We propose two families of nonconforming elements on cubical meshes: one for the $-\text{curl}\Delta\text{curl}$ problem and the other for the Brinkman problem. The element for the $-\text{curl}\Delta\text{curl}$ problem is the first nonconforming element on cubical meshes. The element for the Brinkman problem can yield a uniformly stable finite element method with respect to the parameter $\nu$. The lowest-order elements for the $-\text{curl}\Delta\text{curl}$ and the Brinkman problems have 48 and 30 degrees of freedom, respectively. The two families of elements are subspaces of $H(\text{curl};\Omega)$ and $H(\text{div};\Omega)$, and they, as nonconforming approximation to $H(\text{gradcurl};\Omega)$ and $[H^1(\Omega)]^3$, can form a discrete Stokes complex together with the Lagrange element and the $L^2$ element.

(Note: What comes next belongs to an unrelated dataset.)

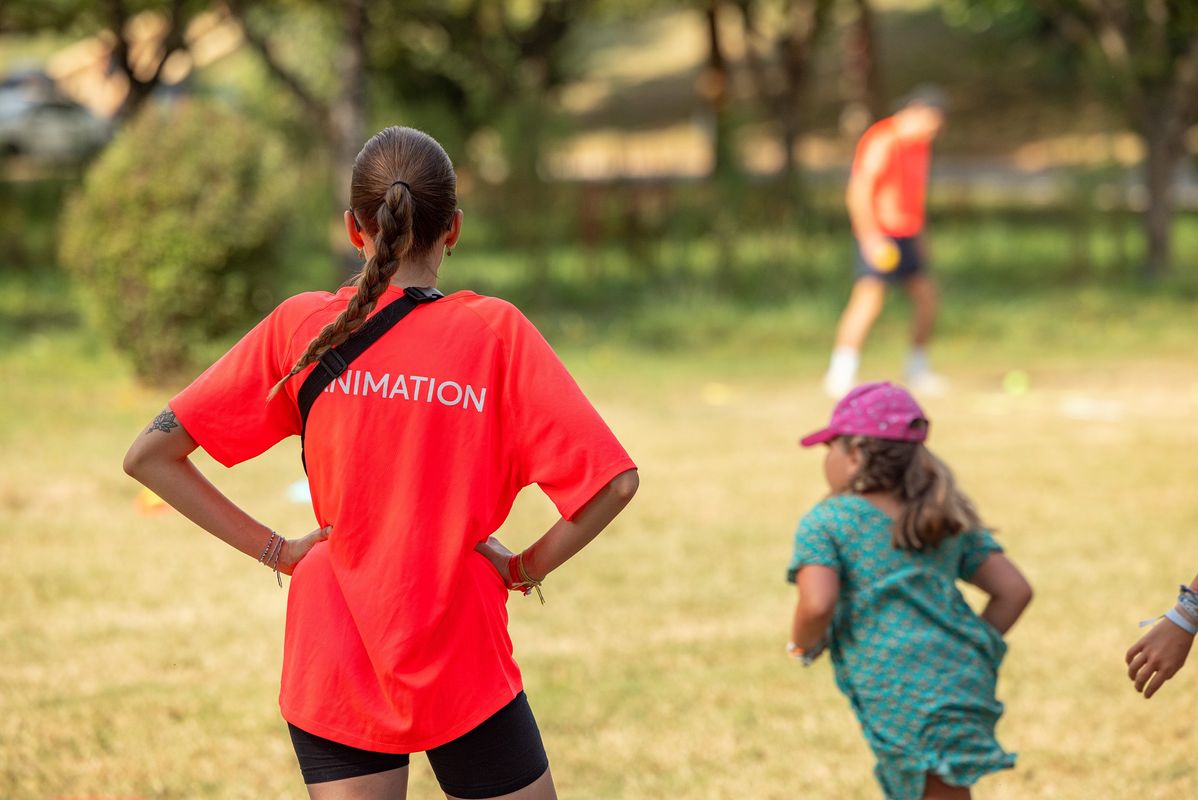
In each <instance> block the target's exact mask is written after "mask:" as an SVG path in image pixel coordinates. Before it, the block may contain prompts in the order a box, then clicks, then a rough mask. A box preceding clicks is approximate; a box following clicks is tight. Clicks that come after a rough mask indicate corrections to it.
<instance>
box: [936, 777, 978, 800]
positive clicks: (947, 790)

翻译：我们建议对立方线的两组不兼容元素:一组是美元-text{curl{Delta\text{curl}美元问题,另一组是布林克曼问题。$-text{curl{Delta\text{curl}美元的问题是在立方梅什上的第一个不兼容元素。布林克曼问题的元素可以产生一个与参数$(nu$)有关的统一稳定的有限元素方法。美元-text{crl{Delta\text{curl}美元和布林克曼问题的最低级元素分别有48和30度的自由度。元素的两个组合是$H(\text{cur};\奥米加美元和$(text{div};\奥米加)和$H(text{drqurl};\奥米加$(Omega) $和 $($) $($) 和 $($) 美元) 的离心元素组合。